Xin Xu, Ph.D., is a Principal Investigator and Director of Pharmacokinetics at National Center for Advancing Translational Sciences (NCATS), NIH.  Prior to joining NCATS, she had over 20 years of industrial experience in drug metabolism and pharmacokinetics. Dr. Xu has extensive experience in IND and NDA filings of novel therapeutics, ranging from small molecules to biologics, such as monoclonal antibody, nanobody, engineered human protein, protein-drug conjugate and gene therapy. Dr. Xu obtained her B.Sc. degree from School of Pharmacy, Peking University Health Science Center, Beijing, China. She earned her Ph.D. degree in Pharmacokinetics from Faculty of Pharmacy, University of Toronto, where she also did her post-doctoral training in controlled release formulations. Dr. Xu has authored 239 publications (119 journal papers/ book chapters, and 120 conference presentations/abstracts).  She is the co-inventor for five patents.
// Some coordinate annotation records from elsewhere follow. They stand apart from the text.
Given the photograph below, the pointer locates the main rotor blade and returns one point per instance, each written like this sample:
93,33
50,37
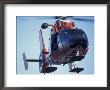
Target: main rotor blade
89,18
32,60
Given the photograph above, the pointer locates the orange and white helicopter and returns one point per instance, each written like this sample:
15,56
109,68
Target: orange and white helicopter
68,44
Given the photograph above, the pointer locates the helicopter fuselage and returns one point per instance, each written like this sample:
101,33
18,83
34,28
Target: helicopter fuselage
68,46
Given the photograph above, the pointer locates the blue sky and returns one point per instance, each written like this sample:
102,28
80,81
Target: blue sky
28,42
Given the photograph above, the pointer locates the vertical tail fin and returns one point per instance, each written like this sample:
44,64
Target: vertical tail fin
42,46
25,62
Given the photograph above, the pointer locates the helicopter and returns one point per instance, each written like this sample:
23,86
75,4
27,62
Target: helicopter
68,45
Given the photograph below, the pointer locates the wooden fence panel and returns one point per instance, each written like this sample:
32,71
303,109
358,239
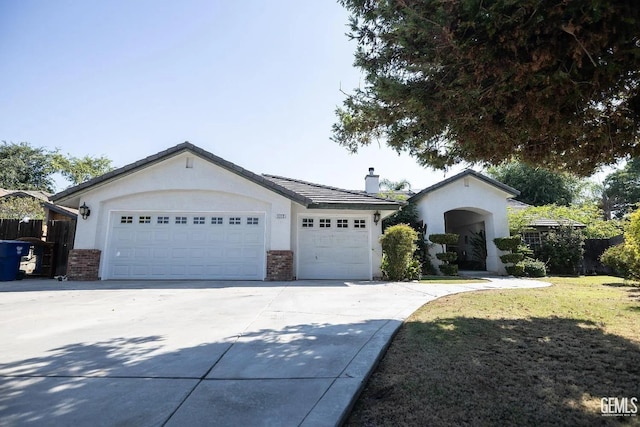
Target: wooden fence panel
11,229
62,234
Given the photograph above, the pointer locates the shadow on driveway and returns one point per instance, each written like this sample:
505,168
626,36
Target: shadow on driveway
267,377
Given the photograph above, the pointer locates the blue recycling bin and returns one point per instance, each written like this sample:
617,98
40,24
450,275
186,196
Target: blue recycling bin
11,251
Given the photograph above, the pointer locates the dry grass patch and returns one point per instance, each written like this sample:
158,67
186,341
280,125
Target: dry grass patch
511,357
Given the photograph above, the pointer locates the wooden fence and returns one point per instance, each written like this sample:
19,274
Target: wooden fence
12,229
60,233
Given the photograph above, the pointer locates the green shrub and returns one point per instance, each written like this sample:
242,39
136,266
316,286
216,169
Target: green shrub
562,250
623,259
515,270
414,270
445,239
398,246
534,268
511,258
508,243
447,257
448,269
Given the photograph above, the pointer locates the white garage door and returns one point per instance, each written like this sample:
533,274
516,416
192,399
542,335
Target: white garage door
159,245
333,248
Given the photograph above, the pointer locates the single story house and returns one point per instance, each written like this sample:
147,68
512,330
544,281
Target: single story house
185,213
468,204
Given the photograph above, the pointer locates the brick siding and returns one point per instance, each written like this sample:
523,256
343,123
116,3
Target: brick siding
279,265
83,264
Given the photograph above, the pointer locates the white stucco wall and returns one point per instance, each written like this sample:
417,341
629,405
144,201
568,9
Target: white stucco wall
471,194
171,186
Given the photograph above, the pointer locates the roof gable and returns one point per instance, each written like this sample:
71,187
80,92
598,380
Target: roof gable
166,154
326,197
307,194
466,173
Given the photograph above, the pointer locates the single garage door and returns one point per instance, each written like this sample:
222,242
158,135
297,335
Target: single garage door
161,245
333,248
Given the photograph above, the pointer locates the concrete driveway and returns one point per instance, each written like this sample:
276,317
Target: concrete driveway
197,353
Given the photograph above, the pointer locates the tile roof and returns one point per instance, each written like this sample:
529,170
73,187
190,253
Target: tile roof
42,195
323,196
468,172
307,194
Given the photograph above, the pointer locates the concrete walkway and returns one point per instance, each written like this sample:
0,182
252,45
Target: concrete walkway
197,353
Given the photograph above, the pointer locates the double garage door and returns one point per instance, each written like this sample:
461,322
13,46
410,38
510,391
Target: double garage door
170,245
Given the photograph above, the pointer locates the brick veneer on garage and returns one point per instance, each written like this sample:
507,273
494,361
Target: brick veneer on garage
279,265
83,264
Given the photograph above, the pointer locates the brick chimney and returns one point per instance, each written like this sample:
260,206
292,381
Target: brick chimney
372,182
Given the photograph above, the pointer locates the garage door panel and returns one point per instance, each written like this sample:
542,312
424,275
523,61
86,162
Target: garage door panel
177,246
332,252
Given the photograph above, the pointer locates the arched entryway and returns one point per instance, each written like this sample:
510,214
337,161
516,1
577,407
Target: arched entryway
471,226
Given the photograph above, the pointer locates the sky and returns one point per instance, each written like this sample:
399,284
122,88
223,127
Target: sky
255,82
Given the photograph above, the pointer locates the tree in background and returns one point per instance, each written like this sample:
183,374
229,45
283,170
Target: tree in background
537,186
23,167
551,84
21,207
81,169
621,190
587,214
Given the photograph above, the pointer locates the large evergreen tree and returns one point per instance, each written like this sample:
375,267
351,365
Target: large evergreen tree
555,84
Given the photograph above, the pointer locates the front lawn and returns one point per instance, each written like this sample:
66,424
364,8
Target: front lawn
525,357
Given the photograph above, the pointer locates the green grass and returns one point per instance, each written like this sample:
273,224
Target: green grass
526,357
450,280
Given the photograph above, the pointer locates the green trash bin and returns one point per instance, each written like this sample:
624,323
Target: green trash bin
11,251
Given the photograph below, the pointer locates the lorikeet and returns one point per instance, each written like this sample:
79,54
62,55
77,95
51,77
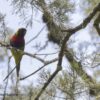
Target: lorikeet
17,41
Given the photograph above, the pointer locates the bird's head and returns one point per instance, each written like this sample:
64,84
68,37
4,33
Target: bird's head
21,32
Kevin Li, Ph.D., is the Executive Director of Regulatory Affairs and Head of US Regulatory Affairs at TopAlliance Biosciences, a subsidiary of Junshi Biosciences. Prior to TopAlliance, Dr. Li was a director of regulatory affairs at AstraZeneca BioVentures and the head of regulatory affairs at Centus Biotherapeutics, a joined venture between AstraZeneca and Fujifilm Kyowa Kirin Biologics. In that role Dr. Li has directed the regulatory affairs group for the preparation and defending of global marketing applications for Equidacent® (a proposed biosimilar to Avastin), leading up to the final approval by European Union in September 2020. Prior to AstraZeneca, Dr Li was a product quality reviewer at Office of Biotechnology Products (OBP) and Office of Life Cycle Product at CDER/FDA, responsible for reviewing the chemistry, manufacturing and control (CMC) section of Abbreviated NDA (ANDA), investigational new drug (IND) and biologic license applications (BLA) for biologics and drugs. Before that, Dr. Li was an analytical scientist at MedImmune, with responsibilities range from method development to project and people management. Dr. Li received his undergraduate degree from Peking University and Ph. D. from University of Illinois at Urbana-Champaign.